- The bench creaked a little as she sat down.
- Roughly one thousand kilometers away from her, somebody took a bite of his cheese and ham sandwich.
- Slowly, she took a long breath, trying to shake off the weight that was pressing down on her. The girl shuddered as she felt the cold autumn air fill her lungs and buttoned up her red jacket. She tried distracting herself by focusing on the small waves that the river in front of her created as it flowed downwards into the ocean, far, far away. Taking up the smell of the river, its sound, its movement, in a vain attempt to flow away alongside it.
- Eventually, the environment around her became an empty capsule of repetition – repetitive processes, the same birds chirping, the same people passing her by, the same wind softly blowing through her hair, blowing up the withered leaves, the ice cream vendor continuously selling off his last scoop to the little girl with the red balloon, the old couple sitting on a bench on the opposite side of the river, almost invisible to her, a dangerously old looking ferry struggling to reach the shore to pick up passengers to carry to the other shore.
- And amidst of all this was a tiny, small ball of self-pity. Self-pity for all the time that she'd already lost, all the time she was losing right now, and all the time that she was going to lose. The girl, reduced to this existence, was crumbling under the weight of something invisible that she could neither change nor accept.
- They said autumn was the season of decay.
- The MS Rhinegold had already seen its best days. Now, it was but a shadow of its former self, and barely able to carry even the passengers anymore. Captain Kranz acknowledged this. He acknowledged that he would lose not only his job, not only his past time, not only his passion, but – worst of all – his old companion who had occupied him for all these years, his old companion, who he had eventually managed to live with, day by day, getting accustomed to him, even liking him.
- Every day at work, this boat had steadily stayed by his side, always ready to drift from one shore to another, 16 hours a day, 7 days a week. Never had it complained, never had it given up, and had it had a consciousness, it would surely have been the bravest marine alive.
- But in the end, it might have been better off without a consciousness.
- Dead things don't know that they're about to die.
- Maybe that was one of the inescapable tragedies of human life. Maybe that was, in the end, why so many people today live their lives faster and faster – because, in the end, they know they're going to die.
- Might as well have some fun while you can.
- And while the Captain could understand these thoughts, he couldn't agree with them.
- He had no reasons, and least of all arguments. After all, he was just a captain, and not even a very known or skilled one at that. All he had to do was drive between two towns on two different sides of a river, day by day, hour by hour. And yet, somehow, it didn't feel repetitive to him anymore.
- Maybe he had just shut off that particular part of his brain.
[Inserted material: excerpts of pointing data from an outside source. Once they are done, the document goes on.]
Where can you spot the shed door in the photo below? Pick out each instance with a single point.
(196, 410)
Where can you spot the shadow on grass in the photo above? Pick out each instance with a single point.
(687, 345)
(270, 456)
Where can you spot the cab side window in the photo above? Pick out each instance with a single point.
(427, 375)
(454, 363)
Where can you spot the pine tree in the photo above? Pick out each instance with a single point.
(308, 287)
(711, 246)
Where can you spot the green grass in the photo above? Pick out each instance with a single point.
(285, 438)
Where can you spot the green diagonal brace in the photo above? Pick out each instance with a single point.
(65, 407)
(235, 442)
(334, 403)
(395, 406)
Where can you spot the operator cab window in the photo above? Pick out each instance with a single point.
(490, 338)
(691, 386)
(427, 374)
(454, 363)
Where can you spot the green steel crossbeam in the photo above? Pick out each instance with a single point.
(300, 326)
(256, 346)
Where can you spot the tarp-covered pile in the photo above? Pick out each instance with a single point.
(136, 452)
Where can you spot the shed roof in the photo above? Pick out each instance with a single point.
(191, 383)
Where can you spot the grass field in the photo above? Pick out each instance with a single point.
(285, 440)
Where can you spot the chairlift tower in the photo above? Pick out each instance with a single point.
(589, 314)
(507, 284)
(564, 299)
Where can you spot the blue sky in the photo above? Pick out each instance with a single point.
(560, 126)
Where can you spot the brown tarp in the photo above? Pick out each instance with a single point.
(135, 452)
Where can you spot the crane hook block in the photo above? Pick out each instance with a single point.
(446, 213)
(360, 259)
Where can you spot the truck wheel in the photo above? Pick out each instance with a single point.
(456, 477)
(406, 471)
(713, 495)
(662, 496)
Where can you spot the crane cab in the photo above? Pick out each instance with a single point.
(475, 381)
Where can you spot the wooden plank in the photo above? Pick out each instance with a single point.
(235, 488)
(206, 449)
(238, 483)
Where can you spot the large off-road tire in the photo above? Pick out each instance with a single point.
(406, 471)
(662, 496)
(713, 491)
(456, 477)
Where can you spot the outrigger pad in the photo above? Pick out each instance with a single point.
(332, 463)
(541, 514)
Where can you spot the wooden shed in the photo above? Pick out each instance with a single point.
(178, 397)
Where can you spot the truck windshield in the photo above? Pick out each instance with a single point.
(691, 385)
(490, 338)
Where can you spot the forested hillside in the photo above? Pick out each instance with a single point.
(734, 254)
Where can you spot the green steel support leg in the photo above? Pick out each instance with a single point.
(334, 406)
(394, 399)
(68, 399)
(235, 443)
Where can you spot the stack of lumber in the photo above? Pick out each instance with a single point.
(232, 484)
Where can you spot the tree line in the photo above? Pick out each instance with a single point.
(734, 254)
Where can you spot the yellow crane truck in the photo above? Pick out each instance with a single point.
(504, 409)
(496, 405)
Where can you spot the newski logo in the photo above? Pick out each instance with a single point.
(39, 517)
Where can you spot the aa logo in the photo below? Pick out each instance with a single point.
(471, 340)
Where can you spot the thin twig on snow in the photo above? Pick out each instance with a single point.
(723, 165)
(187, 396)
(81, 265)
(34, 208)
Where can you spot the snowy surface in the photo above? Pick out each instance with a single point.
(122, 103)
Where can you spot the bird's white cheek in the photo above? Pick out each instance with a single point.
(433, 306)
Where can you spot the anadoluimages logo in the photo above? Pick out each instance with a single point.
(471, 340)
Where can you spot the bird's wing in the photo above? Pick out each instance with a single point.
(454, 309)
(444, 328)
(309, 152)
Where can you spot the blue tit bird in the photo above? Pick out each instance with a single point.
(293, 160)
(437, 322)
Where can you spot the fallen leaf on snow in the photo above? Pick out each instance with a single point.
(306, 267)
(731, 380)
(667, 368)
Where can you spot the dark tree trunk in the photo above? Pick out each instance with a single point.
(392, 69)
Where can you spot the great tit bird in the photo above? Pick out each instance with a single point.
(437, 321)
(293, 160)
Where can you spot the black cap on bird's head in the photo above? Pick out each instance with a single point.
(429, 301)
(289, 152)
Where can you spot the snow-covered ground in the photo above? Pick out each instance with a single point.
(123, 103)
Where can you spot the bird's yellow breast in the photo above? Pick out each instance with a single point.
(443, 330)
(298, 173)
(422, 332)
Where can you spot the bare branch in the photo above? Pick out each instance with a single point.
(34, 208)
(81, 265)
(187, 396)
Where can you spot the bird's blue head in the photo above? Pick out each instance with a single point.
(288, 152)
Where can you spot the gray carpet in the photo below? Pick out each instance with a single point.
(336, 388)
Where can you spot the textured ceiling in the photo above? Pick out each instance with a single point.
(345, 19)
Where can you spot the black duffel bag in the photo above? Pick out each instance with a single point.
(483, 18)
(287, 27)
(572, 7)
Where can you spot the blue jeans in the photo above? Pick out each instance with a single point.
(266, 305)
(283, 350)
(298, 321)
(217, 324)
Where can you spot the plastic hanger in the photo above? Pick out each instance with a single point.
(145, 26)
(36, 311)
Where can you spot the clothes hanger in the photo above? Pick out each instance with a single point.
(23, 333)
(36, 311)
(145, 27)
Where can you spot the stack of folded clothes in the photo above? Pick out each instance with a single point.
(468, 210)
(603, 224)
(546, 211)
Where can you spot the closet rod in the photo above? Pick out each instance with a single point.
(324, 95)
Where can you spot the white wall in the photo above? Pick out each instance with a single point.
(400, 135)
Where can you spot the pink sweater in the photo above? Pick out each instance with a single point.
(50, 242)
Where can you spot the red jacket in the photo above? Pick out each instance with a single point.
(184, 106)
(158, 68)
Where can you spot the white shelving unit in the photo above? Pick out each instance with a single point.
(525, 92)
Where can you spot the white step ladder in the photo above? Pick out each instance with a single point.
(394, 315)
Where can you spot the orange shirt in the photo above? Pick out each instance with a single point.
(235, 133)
He wasn't bored by the daily routine, and yet he felt relieved whenever one of the regular passengers stopped by his cabin to pay him a visit.
- They were short visits, but they were nice. They reminded him that there were people out there who cared for him. After all, he was important! How would they cross the river, if it weren't for his ferry?
- Maybe, he thought, that was why he couldn't agree with the people living their lives as fast as possible. Those people, he thought, they wanted to experience as much as possible in their short little time on this planet. Why? Because they were selfish. Maybe not intentionally, but subconsciously. They wanted to see things for themselves, not for others. They wanted to have experiences themselves, not for others.
- What he did, on the contrary, was ferry people around. Every day, every week. He was doing work for other people, but he enjoyed it, and they were grateful for it.
- He helped people with their lives. Maybe that was what he, the Captain, was living for. The others could do whatever the heck they wanted.
- Upon thinking this, the captain became wistful. He continued watching his boat, his companion, being heaved out of the water, onto another, bigger boat.
- „Irony“, he whispered with a hurt smile. „Maybe our lives are just a big fuckload of irony.“
- The wasted years didn't matter, in the end.
- In fact, she didn't even consider them wasted.
- It had been a boring time, yes, a strenuous time, a time when she had wanted to give up more than once, when she had wanted to just let it all go, but she had stayed through it, and it had been worth all of the pain, in the end.
- No, those years hadn't been „wasted“. They had simply been a period of waiting. Horrible, painful waiting, but necessary waiting.
- Slowly coming back to reality, she realized that she was sitting on that same bench she had sat on three years ago.
- Three years.
- Back when she'd been a child, that must've sounded like an eternity for her.
- Now, she was 21, a young, promising woman, far away from the naivité of her childhood.
- She knew there was no eternity. And the more that knowledge manifested itself into her brain cells, the quicker time seemed to pass for her.
- But then again, what did time matter for her anymore? She had already reached everything she had hoped to reach.
- She took another deep breath, and a smile started forming on her face.
- Next to her, someone took a bite of his cheese and ham sandwich.